Come è andato l'incontro con Papa Francesco prima della presentazione alla stampa della Laudate Deum?
È stato un momento davvero memorabile. La cosa più memorabile è stata che c’era mia figlia con me. Il Papa è entrato nella stanza e l’ha salutata, e l’ultima cosa che ha detto, prima di andarsene, è stata “dobbiamo preparare il mondo per lei”. Ed è ciò che ovviamente è nei nostri pensieri, quelli di tutti noi. Sopravviveremo ai cambiamenti climatici. Dobbiamo adattarci ma la verità è che siamo persone molto fortunate, per dove viviamo e per il momento in cui viviamo. Persone che vivono in un diverso luogo del pianeta non sono così fortunate e le persone che vivranno nel futuro non saranno così fortunate. Dobbiamo trovare il modo nei nostri cuori di sostenere le persone che non possiamo vedere. Non saranno così fortunate come noi. Da ciò che abbiamo derivano delle responsabilità.
Come si riflette questa sua spiccata sensibilità personale verso la cura della Casa comune sul suo approccio alla scrittura?

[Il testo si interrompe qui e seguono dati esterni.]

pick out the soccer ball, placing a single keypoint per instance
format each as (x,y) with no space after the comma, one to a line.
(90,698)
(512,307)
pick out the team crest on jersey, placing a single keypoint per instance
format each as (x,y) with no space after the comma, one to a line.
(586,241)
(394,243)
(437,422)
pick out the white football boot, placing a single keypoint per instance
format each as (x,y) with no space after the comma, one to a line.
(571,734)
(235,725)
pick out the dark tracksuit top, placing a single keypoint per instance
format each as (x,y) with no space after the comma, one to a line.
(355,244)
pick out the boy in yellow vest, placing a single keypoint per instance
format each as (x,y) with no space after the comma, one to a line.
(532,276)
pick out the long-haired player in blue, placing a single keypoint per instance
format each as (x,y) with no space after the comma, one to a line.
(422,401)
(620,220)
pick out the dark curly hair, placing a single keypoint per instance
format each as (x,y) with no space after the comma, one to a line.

Molto dello scrivere ha qualcosa di magico in sé: lo fai senza provare di farlo, in maniera naturale. Gli scritti di cui vado più fiero non sono quelli su cui ho lavorato con l'intenzione di farlo, ma quelli su cui ho lavorato ispirato da una mente aperta. In questo senso, scrivere ha un qualcosa di religioso, o di spirituale che parte proprio dall’umanità, dall’accettazione che non si può conoscere tutto. Ciò che so di voler dire non è così importante come ciò che imparo a dire. Questo lavoro è sempre attivo. Dunque, quando mi siedo di fronte ad una pagina bianca, chiudo gli occhi e penso a ciò che ho: è un processo in cui si è cambiati dall'ambiente e dalle persone a cui si sta parlando. Tutto contribuisce.